Hope you have a bunch of clamps...some for the bottom and some for the top side...alternating as you go.


----------



## bobbydacron (Jul 8, 2012)

MT Stringer said:


> Glue up your boards two at a time. Then glue the panels up in pairs. You wont need lo.ger clamps until the last glue job.
> Hope you have a bunch of clamps...some for the bottom and some for the top side...alternating as you go.


Thanks for the words of advice, I'm looking forward to this weekend. This will be a lot of fun


----------



## bobbydacron (Jul 8, 2012)

Thanks for the words of encouragement? I'm sure it will come out fine, and if it doesn't well...I'm sure it'll still be a fun exercise. However I will make sure to count my fingers before and after


----------



## bobbydacron (Jul 8, 2012)

MissionIsMyMission said:


> Without a jointer, tablesaw, Router or planer it's gunna be real difficult to make a somewhat decent table top. Just my humble opinion.
> If you have a lot of skills with hand tools I suppose it could be done with some effort.
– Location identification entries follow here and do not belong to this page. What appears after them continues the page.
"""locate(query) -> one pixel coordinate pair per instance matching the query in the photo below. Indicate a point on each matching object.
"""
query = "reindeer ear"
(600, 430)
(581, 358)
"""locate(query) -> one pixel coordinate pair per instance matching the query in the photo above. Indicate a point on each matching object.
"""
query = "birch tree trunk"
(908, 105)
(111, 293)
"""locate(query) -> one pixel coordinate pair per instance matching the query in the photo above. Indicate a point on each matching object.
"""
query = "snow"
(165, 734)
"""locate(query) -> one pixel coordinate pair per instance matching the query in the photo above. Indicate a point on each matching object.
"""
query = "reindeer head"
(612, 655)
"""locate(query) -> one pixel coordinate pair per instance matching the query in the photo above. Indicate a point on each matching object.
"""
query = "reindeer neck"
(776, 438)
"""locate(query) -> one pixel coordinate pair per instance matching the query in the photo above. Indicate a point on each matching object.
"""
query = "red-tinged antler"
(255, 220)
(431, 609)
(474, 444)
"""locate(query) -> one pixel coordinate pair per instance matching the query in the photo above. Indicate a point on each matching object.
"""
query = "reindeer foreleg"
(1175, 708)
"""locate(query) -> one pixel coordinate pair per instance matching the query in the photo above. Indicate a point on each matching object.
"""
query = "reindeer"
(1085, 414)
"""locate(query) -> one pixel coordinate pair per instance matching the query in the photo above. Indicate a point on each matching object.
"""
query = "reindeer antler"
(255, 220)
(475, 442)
Thanks for the words of encouragement? I'm sure it will come out fine, and if it doesn't well...I'm sure it'll still be a fun exercise. However I will make sure to count my fingers before and after


----------



## bobbydacron (Jul 8, 2012)

Thanks everyone for all the advice. Here are my pix as I went from rough wood, to clamps ,to stain and now to being in my dining room with legs on. Next stop sanding,staining and upholstering the chairs, that I can handle on my own.


----------



## firemedic (Dec 26, 2010)

Looks great! :thumbup:


----------